Nef: They went, “Ooh,” and then there was a moment of silence. And I hoped people were thinking. I hope this movie makes people think. I hope they have fun. I hope we deliver some of these moments where it’s like, "Yeah!" You know, any time, spoiler alert, Lily hits the guy in the face with the shovel, and any time once she shoots the officer who’s attempting to shoot her, whenever she slices open Daddy’s (Joel McHale) throat. Those are those moments where we can really take some nasty satisfaction with what's going on — nevertheless those are the deaths of people who wanted to kill those females. Bex kills. She kills the assailant in the pool. What choice does she have? However once you have the choice, that’s another question.
MTV News: That’s a moment for humanity. It’s not self-defense at that point, it’s mercy.
Nef: Mhmm.
MTV News: Along those same lines, what’s astonishing to me is that this story was written and directed by a male, and it’s really powerful to be able to see that level of self-awareness.
Nef: I think it shows that these sort of collaborations are possible and that the creative teams of films or television don’t have to be stratified along gender or identity lines for optics sort in attempt to be efficient. Sam [Levinson] knew his responsibility because the director of this film and he opened up his process to us and took cues from us to guide this film in a direction that was ethical, believable, and felt true not only to life although to us, and from day one he made himself accessible and he let's improvise, he let's question the script, he let's question him. We had conversations; they weren’t habitually easy, however they routinely led us in a direction of — here’s that word again — empathy and understanding, and it’s possible to prepare these films with people who are not like the people in the films. It just has to be done in a certain way. I haven’t met very several people like Sam who are prepared to surrender this rigid auteuristic vision and do something more collaborative, however as Lily says toward the end of the film, “Not all men,” right?

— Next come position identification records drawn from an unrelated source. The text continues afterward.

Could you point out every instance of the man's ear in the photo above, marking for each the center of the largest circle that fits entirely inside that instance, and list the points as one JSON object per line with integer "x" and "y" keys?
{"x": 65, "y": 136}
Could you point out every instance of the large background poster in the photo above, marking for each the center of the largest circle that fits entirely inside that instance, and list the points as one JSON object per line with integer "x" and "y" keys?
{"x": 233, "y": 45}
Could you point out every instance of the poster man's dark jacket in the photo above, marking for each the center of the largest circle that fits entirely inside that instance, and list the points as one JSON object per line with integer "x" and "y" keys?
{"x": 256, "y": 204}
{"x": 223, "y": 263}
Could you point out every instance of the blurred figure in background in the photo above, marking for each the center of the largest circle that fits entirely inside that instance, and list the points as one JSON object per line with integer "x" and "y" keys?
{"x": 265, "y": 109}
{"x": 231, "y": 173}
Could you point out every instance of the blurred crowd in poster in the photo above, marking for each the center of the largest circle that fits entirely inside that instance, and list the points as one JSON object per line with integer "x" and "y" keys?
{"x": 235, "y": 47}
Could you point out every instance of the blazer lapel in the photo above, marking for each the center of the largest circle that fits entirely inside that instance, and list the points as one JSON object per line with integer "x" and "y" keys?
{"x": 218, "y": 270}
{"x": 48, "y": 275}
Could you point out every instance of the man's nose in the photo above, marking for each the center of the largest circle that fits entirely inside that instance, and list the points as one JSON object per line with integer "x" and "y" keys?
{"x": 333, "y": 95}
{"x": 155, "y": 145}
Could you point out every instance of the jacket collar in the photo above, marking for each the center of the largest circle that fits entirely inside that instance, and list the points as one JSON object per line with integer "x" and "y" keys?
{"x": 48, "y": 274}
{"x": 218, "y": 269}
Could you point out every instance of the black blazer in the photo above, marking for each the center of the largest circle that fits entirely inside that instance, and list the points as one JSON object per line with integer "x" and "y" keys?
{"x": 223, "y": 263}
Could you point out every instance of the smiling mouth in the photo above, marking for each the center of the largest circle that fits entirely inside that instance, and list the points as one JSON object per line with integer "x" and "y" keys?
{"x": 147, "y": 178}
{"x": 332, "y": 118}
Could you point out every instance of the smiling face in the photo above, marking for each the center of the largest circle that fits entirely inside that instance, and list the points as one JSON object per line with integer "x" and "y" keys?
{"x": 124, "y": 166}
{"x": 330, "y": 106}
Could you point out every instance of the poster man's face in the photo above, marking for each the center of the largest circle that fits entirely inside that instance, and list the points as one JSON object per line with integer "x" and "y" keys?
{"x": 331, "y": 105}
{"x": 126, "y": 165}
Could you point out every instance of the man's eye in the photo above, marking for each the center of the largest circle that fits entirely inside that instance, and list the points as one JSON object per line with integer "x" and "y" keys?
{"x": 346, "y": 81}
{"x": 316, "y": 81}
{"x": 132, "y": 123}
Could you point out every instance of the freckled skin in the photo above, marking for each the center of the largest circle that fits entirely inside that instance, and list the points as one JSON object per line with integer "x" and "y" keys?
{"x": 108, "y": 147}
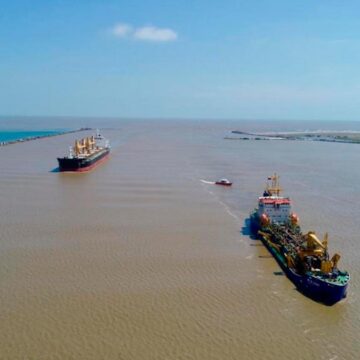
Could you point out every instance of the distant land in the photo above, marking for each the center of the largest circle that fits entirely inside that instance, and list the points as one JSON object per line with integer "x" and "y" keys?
{"x": 352, "y": 137}
{"x": 13, "y": 137}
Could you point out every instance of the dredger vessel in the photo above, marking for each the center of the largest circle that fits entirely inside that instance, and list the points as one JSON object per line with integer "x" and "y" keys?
{"x": 85, "y": 154}
{"x": 303, "y": 257}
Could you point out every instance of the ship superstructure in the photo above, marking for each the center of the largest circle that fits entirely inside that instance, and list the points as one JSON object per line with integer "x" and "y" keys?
{"x": 85, "y": 154}
{"x": 303, "y": 257}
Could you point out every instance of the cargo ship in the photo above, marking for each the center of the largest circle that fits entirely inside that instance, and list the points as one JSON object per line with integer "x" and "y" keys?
{"x": 304, "y": 258}
{"x": 85, "y": 154}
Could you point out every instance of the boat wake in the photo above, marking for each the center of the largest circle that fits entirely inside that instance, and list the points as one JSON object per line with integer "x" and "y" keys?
{"x": 208, "y": 182}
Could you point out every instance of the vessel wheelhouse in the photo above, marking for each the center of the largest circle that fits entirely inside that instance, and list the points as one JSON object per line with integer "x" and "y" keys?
{"x": 85, "y": 154}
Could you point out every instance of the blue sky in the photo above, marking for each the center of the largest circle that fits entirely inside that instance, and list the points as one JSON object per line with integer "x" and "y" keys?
{"x": 259, "y": 59}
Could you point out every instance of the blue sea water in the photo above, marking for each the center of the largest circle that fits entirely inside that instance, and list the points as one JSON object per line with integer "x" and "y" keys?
{"x": 13, "y": 135}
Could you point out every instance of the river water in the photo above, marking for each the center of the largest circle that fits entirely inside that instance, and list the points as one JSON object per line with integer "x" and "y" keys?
{"x": 140, "y": 259}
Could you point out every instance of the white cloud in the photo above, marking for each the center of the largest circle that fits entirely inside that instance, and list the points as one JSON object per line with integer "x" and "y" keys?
{"x": 152, "y": 33}
{"x": 145, "y": 33}
{"x": 122, "y": 30}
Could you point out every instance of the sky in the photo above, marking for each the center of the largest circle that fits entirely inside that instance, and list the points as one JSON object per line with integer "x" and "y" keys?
{"x": 230, "y": 59}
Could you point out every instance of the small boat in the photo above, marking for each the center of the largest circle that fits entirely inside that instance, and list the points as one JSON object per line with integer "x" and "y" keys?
{"x": 224, "y": 182}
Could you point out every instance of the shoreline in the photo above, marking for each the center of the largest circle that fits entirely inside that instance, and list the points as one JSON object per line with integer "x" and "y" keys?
{"x": 348, "y": 137}
{"x": 38, "y": 137}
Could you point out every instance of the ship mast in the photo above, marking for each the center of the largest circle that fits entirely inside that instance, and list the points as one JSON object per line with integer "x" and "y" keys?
{"x": 273, "y": 188}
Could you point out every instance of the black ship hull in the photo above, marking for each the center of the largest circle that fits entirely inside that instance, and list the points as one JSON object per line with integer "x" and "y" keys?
{"x": 82, "y": 164}
{"x": 314, "y": 287}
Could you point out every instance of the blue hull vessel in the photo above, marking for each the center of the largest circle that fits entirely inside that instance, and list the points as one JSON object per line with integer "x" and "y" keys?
{"x": 302, "y": 257}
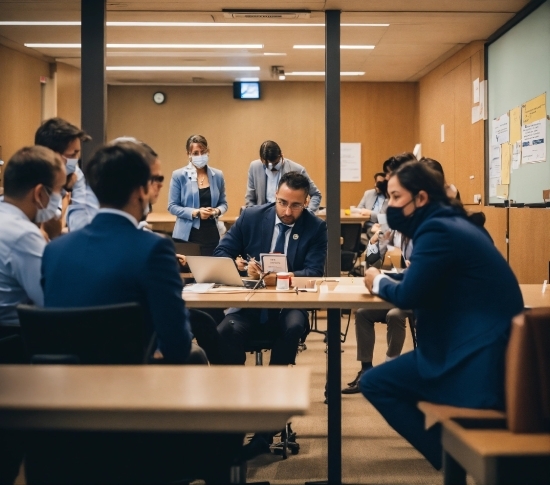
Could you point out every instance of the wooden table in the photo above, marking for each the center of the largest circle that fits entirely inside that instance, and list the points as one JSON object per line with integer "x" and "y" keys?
{"x": 533, "y": 296}
{"x": 151, "y": 398}
{"x": 165, "y": 221}
{"x": 325, "y": 298}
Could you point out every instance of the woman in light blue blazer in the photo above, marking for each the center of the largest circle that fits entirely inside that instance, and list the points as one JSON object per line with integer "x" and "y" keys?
{"x": 197, "y": 198}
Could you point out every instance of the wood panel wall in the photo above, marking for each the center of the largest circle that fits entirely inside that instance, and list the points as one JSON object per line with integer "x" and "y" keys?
{"x": 381, "y": 116}
{"x": 68, "y": 93}
{"x": 446, "y": 98}
{"x": 20, "y": 99}
{"x": 529, "y": 244}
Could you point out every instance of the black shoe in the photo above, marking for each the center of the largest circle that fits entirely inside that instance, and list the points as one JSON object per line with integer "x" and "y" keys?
{"x": 356, "y": 380}
{"x": 258, "y": 445}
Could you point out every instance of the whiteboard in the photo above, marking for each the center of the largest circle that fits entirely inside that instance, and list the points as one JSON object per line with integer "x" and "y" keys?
{"x": 518, "y": 70}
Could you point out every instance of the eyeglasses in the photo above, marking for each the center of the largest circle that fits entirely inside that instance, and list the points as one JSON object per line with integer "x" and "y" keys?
{"x": 295, "y": 207}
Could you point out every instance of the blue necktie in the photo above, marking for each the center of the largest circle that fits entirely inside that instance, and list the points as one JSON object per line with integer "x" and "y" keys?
{"x": 280, "y": 243}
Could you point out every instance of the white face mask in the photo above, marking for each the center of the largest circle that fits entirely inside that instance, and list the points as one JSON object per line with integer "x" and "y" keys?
{"x": 44, "y": 214}
{"x": 199, "y": 161}
{"x": 71, "y": 165}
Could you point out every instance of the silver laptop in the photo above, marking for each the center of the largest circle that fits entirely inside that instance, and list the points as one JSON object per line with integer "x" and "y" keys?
{"x": 209, "y": 269}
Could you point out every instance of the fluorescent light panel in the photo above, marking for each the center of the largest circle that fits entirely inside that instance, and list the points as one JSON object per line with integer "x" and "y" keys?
{"x": 321, "y": 46}
{"x": 182, "y": 68}
{"x": 151, "y": 46}
{"x": 180, "y": 24}
{"x": 322, "y": 73}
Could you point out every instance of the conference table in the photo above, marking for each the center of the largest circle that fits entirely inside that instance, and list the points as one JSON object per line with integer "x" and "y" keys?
{"x": 333, "y": 294}
{"x": 150, "y": 398}
{"x": 165, "y": 221}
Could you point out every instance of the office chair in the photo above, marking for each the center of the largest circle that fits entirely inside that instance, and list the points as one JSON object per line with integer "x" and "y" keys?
{"x": 257, "y": 345}
{"x": 110, "y": 334}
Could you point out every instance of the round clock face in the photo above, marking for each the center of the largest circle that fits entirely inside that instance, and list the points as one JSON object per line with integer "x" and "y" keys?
{"x": 159, "y": 97}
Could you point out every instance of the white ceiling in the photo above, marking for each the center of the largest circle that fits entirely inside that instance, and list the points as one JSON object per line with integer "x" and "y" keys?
{"x": 421, "y": 34}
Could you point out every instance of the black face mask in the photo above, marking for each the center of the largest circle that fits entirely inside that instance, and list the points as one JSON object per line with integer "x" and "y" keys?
{"x": 406, "y": 225}
{"x": 382, "y": 186}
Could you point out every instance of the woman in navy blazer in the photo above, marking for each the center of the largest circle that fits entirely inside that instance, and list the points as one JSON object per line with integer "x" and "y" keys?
{"x": 197, "y": 198}
{"x": 464, "y": 296}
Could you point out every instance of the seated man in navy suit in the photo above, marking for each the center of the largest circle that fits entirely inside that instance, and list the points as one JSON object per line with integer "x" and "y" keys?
{"x": 111, "y": 261}
{"x": 281, "y": 227}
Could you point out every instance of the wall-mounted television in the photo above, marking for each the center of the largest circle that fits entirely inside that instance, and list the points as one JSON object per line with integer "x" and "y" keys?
{"x": 246, "y": 90}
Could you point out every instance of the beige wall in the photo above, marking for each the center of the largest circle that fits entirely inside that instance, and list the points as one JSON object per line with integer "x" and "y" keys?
{"x": 291, "y": 113}
{"x": 68, "y": 93}
{"x": 446, "y": 98}
{"x": 20, "y": 99}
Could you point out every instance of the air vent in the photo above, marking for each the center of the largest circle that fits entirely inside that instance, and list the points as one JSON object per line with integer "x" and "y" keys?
{"x": 266, "y": 14}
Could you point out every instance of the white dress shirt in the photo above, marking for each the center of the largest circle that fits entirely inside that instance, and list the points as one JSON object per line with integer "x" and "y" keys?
{"x": 21, "y": 249}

MTV News: do you suggest that group effort made it better?
Nef: If Sam hadn’t been open to our voices and group effort, I certainly don’t think I could be as overjoyed as I truly am to stand by this film.
MTV News: What about this film makes you delighted to stand by it?
Nef: It’s a urgent, provocative social commentary disguised as a genre film that anyone can appreciate. The thrills of the film are a doorway into the heavier themes, and that is the future of excellent filmmaking. It's been stratified so long around these prestige indies and these big-budget blockbusters, and I feel like this film sort of weaves those two worlds with each other in a way that fascinates and thrills me.